# Datei mit PHP erstellen, SAFE MODE, chown(), etc. Problem!



## Quests Sohn (6. April 2005)

Hallo Forum,

ja, ich habe nach meinem Problem gesucht und nein, ich habe wirklich keinen exakt passenden Thread gefunden:

*VORABINFO: * 
1. Ich habe keinen Zugriff auf die PHP.ini und bekomme auch keinen
2. Auf meinem virtuellen Server (liegt beim Provider) ist SAFE MODE aktiv

Ich versuche nun seit zwei Tagen folgendes Szenario umzusetzen:

- Eine Person "User" meldet sich auf meiner Website an. 
- Seine Daten wandern in eine DB. 
- Die ID des DB-Eintrags wird der Name einer Datei (zzgl. der Endung ".php"), also z. B. "123.php".
- Die Datei wird aus einer vorhandenen Original-Datei erstellt (geöffnet, geändert, geschlossen).
- Die neue Datei wird dann in den Ordner "ordner" auf dem gleichen Server kopiert.
- Die neue Datei enthält include-Befehle, also include($DOCUMENT_ROOT."/include/php/data/extras.php");
- Die neue Datei kann von jedem Besucher direkt aufgerufen werden.

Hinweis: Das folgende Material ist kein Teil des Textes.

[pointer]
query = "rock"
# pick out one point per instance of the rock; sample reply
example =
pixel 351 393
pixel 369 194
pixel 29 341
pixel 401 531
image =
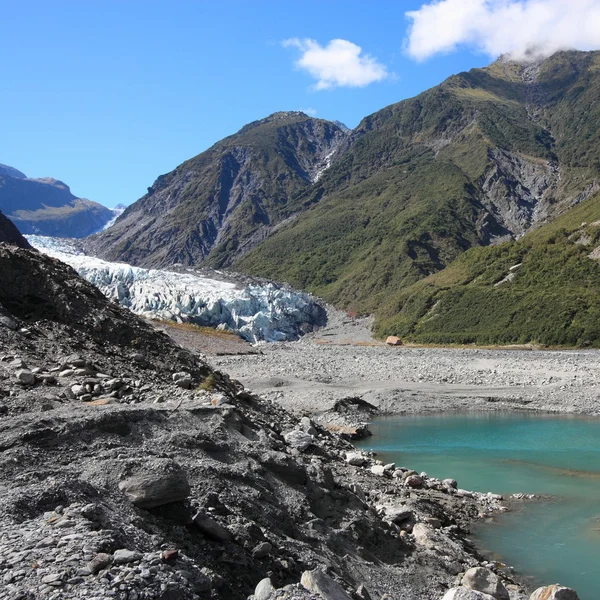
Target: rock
pixel 356 459
pixel 263 549
pixel 413 481
pixel 264 589
pixel 99 562
pixel 183 380
pixel 318 582
pixel 307 426
pixel 299 439
pixel 465 594
pixel 157 487
pixel 25 376
pixel 554 592
pixel 211 529
pixel 123 556
pixel 484 580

Bis auf die Tatsache, dass der Aufruf der neuen Datei eine Fehlermeldung hervorruft, klappt alles wunderbar. Eintrag funktioniert, Datei wird erstellt und kopiert/verschoben. 
Die sicher allseite bekannte Fehlermeldeung lautet:

_Warning: main(): SAFE MODE Restriction in effect. The script whose uid is 33 is not allowed to access /home/www/.../home/include/php/data/extras.php owned by uid 834 in /home/www/.../home/anbieter/123.php on line 2_ 

*FRAGE: * Wie kann ich mit meinen Voraussetzungen mittels eines PHP-Skripts individuelle, "halb-statische" Seiten erstellen (also Seiten, die nicht komplett aus der DB generiert werden), die in der Lage sind, z. B. einen Header (header.php) zu includen


----------



## redX (6. April 2005)

Hier findest du mal eine Reihe von Befehlen, die nicht , wen safe mode aktiv ist.
http://manuals.phpforum.de/php/features.safe-mode.php

Jetzt kannst du das alles natürlich in eine DB schreiben und dann auslesen. Dann hast du das Halbstatisch .

Dann musst du auch nix includen.
Und das Zauberwort heisst dan auch Eval. Guggst du hier -> http://www.selfphp.net/selfphp/funktionsreferenz/sonstige_funktionen/eval.html

MFG
redX


----------



## Quests Sohn (6. April 2005)

Danke erstmal, redX.

Aber ich verstehe wohl nicht ganz, was Du meinst. 
1. Falls ich nichts includen will, muss ich ja die DB-Zugangsdaten in jede neue Datei statisch einsetzen (denn eine db-connect-Datei kann ich ja auch nicht includen). Was passiert dann in 200 Jahren, wenn 1.000.000 Dateien geändert werden müssen, weil sich die DB-Zugangsdaten geändert haben?

2. Das mit eval() scheint mir in meinem Fall nichts zu bringen.


*Ich möchte irgendwie* eine Datei erstellen können, die - auf welche Weise auch immer - einen Kopf- und einen Fußbereich dynamisch einbettet. Diesen Kopf- und Fußbereich möchte ich schließlich jederzeit ändern können, ohne dass ich jede Seite einzeln ändern muss.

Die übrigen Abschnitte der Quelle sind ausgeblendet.